# My GP is ignoring her pups



## plumcreekfarm (Jan 23, 2008)

Does anyone know how often a dog should nurse her pups? They are fat and healthy at 3 and 1/2 weeks. Latley though I have to force mom into the box to nurse them. She hears their cries, checks on them, and lays back on the floor outside of the box. This morning she was engourged and they were crying. In typical pyre fashion she didn't seem to want to get up. I have been putting her in with them about 5 times a day. How many times should she nurse them?


----------



## marvella (Oct 12, 2003)

if they are fat and thriving, i wouldn't worry about it. i'd leave it to her instincts to decide when they need to eat. many animals only feed their young twice a day when they get some size on them.


----------



## longshadowfarms (Nov 27, 2002)

They're probably starting to get teeth. Many moms aren't too interested in the torture at this point. This is the time to start them on other food. In another week it will be even harder to get mom in there. Make sure she gets in there at least 3x/day AFTER you've fed them their slop.


----------



## cowgirlracer (Mar 13, 2006)

LSF - you beat me to it. I too have large breed puppies that are about 3.5 weeks old. Mine all have a few teeth and are getting more everyday. Start feeding them a pan of watered down (softened) high quality puppy food - they will love you forever.

Anne


----------



## YodelDogs (May 25, 2007)

She may simply be telling you that she is ready to wean them but just in case, check the dam's teats. Mastitis is an infection within the teats and some signs include hot, painful teats generally accompanied by excessive fullness or hard areas. (Puppies tend to avoid the teats with "sour milk" and thus those teats tend to engorge abnormally.) The dam may act depressed or weak and show disinterest in her pups. I had one ***** that developed mastitis with all three of her litters. I had to hold her on my lap several times a day and use warm compresses on her teats to "soften" them. Then I gently expressed milk from the most engorged teats to relieve some of her discomfort before putting her in with her puppies. I stayed with her to make sure the pups did not nurse on the infected teats. I started weaing the pups much younger than usual and then gave her antibiotics to get rid of the infection. 

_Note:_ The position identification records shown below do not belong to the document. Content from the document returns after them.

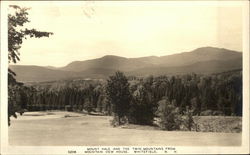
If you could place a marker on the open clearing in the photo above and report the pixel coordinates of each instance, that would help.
(73, 129)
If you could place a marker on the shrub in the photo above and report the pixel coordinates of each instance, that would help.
(170, 118)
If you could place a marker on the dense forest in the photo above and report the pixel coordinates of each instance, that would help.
(215, 94)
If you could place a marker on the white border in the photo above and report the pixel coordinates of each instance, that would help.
(244, 148)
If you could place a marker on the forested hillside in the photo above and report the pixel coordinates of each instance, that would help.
(214, 94)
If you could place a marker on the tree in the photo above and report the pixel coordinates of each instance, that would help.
(170, 118)
(141, 110)
(118, 95)
(16, 33)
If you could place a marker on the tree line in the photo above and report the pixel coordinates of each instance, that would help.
(139, 99)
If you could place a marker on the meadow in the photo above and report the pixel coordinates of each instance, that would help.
(60, 128)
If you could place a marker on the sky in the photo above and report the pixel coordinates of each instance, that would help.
(89, 30)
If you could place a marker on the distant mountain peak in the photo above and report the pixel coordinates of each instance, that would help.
(201, 60)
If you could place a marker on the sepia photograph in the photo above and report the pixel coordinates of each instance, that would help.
(126, 75)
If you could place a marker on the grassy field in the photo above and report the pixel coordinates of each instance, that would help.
(65, 128)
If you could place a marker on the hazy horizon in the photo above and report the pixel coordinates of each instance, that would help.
(89, 30)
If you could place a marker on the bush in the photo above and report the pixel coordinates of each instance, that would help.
(170, 118)
(141, 108)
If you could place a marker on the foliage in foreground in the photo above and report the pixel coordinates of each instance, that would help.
(16, 33)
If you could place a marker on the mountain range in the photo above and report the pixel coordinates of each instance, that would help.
(203, 60)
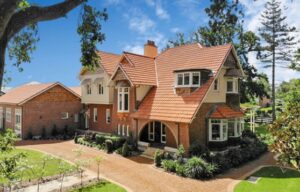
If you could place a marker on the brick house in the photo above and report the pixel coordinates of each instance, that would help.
(184, 95)
(32, 107)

Another thing to look out for, especially when a large litter is concerned, is eclampsia. Eclampsia normally starts to appear 2-4 weeks after whelping. The puppies literally drain the vitamins and minerals out of the dam. Signs may include restlessness, panting, disorientation, tremors, and fever. When the *****'s calcium levels reach a certain point, seizures may occur. If caught early, a good veterinarian can reverse the condition. If left untreated, death or brain damage may occur.


----------



## Willowynd (Mar 27, 2005)

First try trimming thier nails (those puppy nails are sharp!). It is easy to forget to trim those nails...they should be checked daily. Check her teats and see if there is scratches. If so use bag balm to soothe them and help them heal. If after a few days she is still not agreeable to nurse at least a few times a day, then she is trying to tell you they are ready to start weaning. If your weaning to raw- then start offering the puppies some breakfast, lunch and dinner of ground turkey or beef. If feeding kibble then grind the kibble in a blender and add formula or goats milk to moisten it.


----------



## plumcreekfarm (Jan 23, 2008)

They are soooo loving the puppy chow/milk mixture. After I feed them I put mom in the box. I am going to trim nails tonight and just keep up the feed then nurse thing 3x a day for at least another week. I was hoping she would nurse them at least 5 weeks. Is early weaning a problem?


----------



## Willowynd (Mar 27, 2005)

Its not a problem to START weaning early. You do not want to wean them too quickly (mom will suffer as well as them) but you can start giving them some ground meat before thier meals with mom so they are not quite as voracious


----------



## Spinner (Jul 19, 2003)

I worried with both litters, but all the pups thrived. They obviously don't need as much attention as we humans think they do. When she started leaving them alone for longer periods of time I started putting out dog food for them. I wanted them to have warm food so I filled a bowl with dry food, then added hot water to it. When the water cooled to luke warm the food was soft enough for the pups to eat it. They were almost totally weaned by 4 weeks. I thought that was too young, but they thrived.


----------



## plumcreekfarm (Jan 23, 2008)

I probably worry too much because I'm used to my own baby who never stops nursing.


----------



## GrannysChickies (Jan 10, 2008)

If we human moms had it as easy as the dog ones!!! Only 2 months prego - and out of the house in 8 weeks - downfall - cleaning up after them!!! We just had a little of cockers and mom started losing interest at the same age as yours. We gave the slop and even now at 7 weeks she still fills up and I will put her with them every other day at this point to give her some relief - she wants to play with them and all they see is "food bag."


----------



## savinggrace (Oct 27, 2005)

Give her about a week to dry up a little North 2; mine are now 10 wks old and as of the last 2 wks she literally put her foot down and disciplined them when they would attempt to nurse. Now the puppies are shadowing her and learning very important lessons in manners, submission, ect it's fabulous! 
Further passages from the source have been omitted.